-1

I have this simple code:

import requests
r = requests.get('https://yahoo.com')
print(r.url)

Which after executing, prints:

https://uk.yahoo.com/?p=us

I want to see:

  1. How many redirects have happened before arriving on https://uk.yahoo.com/?p=us (clearly, there is redirect as I typed https://yahoo.com originally)?

  2. I also want to save the content of each page, not only the last one. How to do this?

jonrsharpe
  • 115,751
  • 26
  • 228
  • 437
user9371654
  • 2,160
  • 16
  • 45
  • 78
  • You want `requests` to *not* automatically follow the redirects, so you can see each page in the chain. Then you can keep manually following them until you get to the final result. – jonrsharpe Feb 28 '19 at 08:18

1 Answers1

6

Use response.history. From the documentation...

The Response.history list contains the Response objects that were created in order to complete the request. The list is sorted from the oldest to the most recent response.

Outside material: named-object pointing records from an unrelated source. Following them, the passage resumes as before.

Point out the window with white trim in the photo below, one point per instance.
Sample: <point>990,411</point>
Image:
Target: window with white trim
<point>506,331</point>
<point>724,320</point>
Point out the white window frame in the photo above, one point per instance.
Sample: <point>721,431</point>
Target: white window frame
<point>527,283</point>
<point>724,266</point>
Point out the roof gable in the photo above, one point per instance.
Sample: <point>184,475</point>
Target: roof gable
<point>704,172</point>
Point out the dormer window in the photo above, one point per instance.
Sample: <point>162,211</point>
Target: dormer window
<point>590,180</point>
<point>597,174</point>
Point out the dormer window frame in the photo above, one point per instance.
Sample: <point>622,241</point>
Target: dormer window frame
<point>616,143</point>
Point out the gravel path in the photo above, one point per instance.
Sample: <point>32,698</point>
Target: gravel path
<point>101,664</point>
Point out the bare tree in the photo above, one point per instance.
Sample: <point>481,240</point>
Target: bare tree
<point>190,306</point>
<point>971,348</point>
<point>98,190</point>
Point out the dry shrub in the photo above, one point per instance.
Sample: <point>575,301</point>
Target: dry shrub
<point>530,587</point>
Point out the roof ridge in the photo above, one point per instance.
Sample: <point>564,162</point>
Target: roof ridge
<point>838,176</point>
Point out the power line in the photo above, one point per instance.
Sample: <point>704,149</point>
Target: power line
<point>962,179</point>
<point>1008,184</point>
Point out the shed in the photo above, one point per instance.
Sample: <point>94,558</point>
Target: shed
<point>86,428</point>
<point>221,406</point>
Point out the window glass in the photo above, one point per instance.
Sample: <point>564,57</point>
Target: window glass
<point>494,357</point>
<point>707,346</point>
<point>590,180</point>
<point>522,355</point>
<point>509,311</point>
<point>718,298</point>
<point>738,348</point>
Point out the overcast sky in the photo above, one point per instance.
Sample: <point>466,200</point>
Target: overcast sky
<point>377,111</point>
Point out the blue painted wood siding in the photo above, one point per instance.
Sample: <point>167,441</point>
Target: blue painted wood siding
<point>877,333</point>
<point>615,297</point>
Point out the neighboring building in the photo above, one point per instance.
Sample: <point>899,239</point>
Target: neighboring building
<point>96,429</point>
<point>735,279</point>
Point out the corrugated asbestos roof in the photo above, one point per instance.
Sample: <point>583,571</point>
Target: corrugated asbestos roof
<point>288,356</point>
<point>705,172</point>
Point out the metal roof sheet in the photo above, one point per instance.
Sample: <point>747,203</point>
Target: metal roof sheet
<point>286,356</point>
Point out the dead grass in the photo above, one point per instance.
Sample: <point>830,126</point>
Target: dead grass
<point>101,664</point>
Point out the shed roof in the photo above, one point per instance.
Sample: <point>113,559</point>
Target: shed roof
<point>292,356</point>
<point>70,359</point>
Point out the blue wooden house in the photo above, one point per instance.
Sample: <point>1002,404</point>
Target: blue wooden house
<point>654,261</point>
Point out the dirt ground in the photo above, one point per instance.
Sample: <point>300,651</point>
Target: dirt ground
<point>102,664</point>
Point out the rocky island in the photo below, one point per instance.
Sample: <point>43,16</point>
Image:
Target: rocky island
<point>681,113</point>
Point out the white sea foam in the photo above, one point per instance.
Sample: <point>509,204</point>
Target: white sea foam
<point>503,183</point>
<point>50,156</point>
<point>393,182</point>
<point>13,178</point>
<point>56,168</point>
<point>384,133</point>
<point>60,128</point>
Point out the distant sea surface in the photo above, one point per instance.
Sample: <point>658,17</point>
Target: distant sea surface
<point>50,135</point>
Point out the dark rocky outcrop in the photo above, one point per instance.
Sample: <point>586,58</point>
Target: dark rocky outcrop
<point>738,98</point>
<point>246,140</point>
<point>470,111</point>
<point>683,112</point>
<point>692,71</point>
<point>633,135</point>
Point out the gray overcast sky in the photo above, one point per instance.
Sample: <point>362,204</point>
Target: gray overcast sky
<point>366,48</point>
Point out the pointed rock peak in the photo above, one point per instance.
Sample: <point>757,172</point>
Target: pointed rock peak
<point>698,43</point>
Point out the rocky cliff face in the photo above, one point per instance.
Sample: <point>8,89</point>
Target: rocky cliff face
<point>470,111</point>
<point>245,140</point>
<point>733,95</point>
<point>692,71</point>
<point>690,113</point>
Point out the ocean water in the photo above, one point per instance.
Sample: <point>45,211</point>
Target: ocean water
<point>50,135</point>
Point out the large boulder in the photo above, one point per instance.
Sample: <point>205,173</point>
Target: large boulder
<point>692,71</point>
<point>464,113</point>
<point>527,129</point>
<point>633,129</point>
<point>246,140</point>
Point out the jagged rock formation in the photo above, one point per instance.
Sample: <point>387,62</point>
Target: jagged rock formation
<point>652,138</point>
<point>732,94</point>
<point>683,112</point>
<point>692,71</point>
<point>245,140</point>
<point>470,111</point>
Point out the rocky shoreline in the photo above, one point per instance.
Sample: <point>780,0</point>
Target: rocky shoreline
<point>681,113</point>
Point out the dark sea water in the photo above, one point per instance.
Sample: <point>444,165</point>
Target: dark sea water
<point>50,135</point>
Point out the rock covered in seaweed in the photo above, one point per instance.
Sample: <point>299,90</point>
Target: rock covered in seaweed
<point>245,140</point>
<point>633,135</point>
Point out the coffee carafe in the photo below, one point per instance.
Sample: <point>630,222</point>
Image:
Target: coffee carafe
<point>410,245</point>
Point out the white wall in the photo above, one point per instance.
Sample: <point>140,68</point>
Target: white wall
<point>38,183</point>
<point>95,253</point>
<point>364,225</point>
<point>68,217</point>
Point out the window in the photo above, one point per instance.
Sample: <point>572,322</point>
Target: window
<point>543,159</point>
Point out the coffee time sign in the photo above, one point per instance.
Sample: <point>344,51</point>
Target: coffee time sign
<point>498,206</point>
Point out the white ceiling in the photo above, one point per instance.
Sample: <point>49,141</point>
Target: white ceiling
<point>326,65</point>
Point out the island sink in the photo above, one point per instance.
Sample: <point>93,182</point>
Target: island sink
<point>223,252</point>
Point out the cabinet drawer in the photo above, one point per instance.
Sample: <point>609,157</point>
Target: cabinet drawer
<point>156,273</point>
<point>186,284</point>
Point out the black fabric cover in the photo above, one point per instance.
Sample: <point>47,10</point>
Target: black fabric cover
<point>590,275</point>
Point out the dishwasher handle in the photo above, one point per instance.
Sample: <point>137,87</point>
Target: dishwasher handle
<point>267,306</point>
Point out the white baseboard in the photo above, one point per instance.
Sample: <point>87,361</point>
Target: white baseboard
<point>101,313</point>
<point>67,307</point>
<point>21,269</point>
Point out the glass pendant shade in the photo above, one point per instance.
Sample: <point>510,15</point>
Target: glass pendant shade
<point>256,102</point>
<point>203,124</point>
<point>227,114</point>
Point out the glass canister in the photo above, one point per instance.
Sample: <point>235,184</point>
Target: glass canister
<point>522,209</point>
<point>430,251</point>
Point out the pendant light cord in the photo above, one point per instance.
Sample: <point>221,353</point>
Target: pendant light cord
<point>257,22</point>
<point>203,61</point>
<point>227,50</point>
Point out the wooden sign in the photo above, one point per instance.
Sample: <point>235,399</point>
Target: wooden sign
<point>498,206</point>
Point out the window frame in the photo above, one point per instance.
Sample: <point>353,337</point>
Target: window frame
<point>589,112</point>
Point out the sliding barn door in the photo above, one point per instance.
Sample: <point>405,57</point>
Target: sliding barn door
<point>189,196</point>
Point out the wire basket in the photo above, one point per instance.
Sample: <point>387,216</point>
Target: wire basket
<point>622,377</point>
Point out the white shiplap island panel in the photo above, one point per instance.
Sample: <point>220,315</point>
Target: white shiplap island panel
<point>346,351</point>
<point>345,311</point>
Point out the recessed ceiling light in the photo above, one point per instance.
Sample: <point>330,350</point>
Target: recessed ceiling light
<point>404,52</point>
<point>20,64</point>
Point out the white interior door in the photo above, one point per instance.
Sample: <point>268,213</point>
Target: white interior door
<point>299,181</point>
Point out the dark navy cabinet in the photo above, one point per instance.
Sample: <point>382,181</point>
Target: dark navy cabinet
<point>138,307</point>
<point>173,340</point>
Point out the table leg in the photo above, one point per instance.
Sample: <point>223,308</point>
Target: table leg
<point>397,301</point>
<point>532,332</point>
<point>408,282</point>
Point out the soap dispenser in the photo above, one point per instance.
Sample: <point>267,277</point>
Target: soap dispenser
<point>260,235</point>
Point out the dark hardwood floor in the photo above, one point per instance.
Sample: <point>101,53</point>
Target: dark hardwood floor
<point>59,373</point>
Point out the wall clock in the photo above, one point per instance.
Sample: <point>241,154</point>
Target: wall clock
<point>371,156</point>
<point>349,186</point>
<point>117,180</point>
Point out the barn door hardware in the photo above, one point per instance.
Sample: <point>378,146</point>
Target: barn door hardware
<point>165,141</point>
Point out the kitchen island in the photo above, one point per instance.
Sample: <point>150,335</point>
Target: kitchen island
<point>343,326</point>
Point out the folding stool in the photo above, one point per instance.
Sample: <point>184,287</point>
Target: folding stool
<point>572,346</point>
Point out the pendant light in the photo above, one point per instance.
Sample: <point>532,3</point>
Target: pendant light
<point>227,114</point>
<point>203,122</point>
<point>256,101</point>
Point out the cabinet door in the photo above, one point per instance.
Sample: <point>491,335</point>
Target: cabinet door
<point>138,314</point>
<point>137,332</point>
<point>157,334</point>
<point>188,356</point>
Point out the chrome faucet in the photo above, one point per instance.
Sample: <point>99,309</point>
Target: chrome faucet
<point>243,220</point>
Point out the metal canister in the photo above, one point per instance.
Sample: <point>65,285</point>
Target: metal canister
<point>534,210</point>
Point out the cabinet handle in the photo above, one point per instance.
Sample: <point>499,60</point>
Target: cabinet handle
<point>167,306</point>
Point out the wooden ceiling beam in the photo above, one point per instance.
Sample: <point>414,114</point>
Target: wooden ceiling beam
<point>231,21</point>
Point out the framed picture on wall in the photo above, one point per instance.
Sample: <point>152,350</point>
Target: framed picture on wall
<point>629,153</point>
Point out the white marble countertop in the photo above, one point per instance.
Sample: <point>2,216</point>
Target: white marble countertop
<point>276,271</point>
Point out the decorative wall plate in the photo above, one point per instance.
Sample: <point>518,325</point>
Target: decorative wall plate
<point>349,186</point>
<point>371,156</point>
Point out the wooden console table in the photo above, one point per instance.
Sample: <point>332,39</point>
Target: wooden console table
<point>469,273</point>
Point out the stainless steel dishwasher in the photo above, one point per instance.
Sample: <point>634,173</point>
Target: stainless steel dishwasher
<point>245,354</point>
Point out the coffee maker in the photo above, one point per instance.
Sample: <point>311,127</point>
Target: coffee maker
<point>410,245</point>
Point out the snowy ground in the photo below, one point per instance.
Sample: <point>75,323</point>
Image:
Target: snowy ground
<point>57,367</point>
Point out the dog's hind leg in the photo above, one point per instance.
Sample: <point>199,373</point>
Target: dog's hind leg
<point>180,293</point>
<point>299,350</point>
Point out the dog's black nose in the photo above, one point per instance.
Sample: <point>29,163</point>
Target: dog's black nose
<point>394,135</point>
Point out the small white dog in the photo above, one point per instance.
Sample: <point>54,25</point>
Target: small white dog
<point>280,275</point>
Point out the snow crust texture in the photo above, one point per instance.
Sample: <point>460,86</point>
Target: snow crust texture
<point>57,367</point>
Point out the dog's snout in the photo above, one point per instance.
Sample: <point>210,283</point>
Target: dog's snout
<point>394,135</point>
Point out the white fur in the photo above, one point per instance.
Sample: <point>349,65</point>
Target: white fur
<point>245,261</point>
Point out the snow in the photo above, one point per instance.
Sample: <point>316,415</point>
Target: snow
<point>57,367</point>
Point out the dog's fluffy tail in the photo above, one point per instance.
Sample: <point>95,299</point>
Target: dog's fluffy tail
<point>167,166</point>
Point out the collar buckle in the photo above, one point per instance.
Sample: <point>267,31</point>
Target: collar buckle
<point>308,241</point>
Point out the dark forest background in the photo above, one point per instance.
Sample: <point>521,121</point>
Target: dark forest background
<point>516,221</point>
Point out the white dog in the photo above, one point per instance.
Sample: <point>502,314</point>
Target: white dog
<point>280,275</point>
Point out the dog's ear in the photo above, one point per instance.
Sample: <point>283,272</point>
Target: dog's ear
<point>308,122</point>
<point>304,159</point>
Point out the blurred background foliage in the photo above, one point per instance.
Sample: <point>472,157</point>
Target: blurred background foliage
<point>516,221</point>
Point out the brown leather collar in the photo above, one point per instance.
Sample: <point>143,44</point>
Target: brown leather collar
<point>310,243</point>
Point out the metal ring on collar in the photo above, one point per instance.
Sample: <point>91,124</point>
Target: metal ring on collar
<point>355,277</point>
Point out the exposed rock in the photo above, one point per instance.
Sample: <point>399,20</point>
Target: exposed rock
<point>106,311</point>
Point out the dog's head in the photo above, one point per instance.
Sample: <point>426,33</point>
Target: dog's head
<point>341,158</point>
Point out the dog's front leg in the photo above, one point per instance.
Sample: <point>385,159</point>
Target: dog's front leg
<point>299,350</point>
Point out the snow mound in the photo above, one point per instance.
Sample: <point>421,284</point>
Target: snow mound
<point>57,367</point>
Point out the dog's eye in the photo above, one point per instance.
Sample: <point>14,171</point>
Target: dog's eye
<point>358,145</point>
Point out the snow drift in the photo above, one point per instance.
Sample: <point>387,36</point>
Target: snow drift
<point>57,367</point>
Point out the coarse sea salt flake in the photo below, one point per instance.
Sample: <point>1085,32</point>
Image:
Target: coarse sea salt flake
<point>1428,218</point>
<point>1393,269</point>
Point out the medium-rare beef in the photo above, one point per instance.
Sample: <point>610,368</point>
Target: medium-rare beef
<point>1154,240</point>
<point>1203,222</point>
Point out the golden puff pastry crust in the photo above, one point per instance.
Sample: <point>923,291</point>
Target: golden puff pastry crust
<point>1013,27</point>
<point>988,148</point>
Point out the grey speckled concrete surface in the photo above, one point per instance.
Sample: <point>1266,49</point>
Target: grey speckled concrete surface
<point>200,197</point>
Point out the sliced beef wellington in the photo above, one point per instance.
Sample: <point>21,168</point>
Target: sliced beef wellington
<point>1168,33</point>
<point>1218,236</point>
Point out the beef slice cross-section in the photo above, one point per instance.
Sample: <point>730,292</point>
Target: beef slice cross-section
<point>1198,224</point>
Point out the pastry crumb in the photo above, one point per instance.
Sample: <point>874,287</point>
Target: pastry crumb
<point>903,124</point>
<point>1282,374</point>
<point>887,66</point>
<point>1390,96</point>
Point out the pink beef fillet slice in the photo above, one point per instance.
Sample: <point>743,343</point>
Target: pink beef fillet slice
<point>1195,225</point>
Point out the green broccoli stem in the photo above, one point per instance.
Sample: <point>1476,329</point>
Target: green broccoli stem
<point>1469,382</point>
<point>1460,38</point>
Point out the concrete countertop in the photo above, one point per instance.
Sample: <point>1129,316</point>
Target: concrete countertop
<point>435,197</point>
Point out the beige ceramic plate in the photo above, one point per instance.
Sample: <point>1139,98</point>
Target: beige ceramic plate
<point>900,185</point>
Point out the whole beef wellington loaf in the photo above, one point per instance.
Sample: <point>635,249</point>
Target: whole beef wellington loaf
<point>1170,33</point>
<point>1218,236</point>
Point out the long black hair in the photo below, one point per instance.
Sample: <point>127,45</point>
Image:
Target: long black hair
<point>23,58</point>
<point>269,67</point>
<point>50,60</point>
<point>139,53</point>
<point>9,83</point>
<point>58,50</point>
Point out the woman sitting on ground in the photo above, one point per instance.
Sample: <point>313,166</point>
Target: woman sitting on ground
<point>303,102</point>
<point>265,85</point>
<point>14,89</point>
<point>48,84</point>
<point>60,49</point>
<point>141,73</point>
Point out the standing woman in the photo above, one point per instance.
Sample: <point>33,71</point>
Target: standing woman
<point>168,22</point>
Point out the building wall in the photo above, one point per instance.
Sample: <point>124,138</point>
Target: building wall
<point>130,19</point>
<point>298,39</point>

So, to get the number of intermediate URLs, you could do something like:

response = requests.get(url)
print(len(response.history))

And to get what those URLs actually were and what their responses contain, you could do:

for resp in response.history:
    print(resp.url, resp.text)

If needed, you can also submit a new request to the intermediate URLs with the optional parameter allow_redirects set to False:

r = requests.get(resp.url, allow_redirects=False)

JoshG
  • 6,472
  • 2
  • 38
  • 61
  • 1
    Note that you'd have to not follow the redirects when making the intermediate URL requests. – jonrsharpe Feb 28 '19 at 08:27
  • @AndroidNoobie Why is it necessary to use urlib? isn't there a way to get the content (I mean the page content) using requests? – user9371654 Feb 28 '19 at 08:31
  • Yes, `r = requests.get(url, allow_redirects=False)`. I'll update my answer, even though this is marked as a duplicate. – JoshG Feb 28 '19 at 08:33
  • To get the intermiediate pages content, Instead of `r = requests.get(resp.url, allow_redirects=False)` for each history item `resp`, can't I use `resp.text` as each history item is already a response object? – user9371654 Mar 05 '19 at 15:05
  • I think no need to submit new request for each history item. They are already response object. Just extract the data from them. So your answer should be `for resp in response.history` you d=just do `print(resp.text)`. No need to do new get.request per url. Plz update the answer or correct me. – user9371654 Mar 05 '19 at 16:39
  • Answer updated. – JoshG Mar 05 '19 at 18:36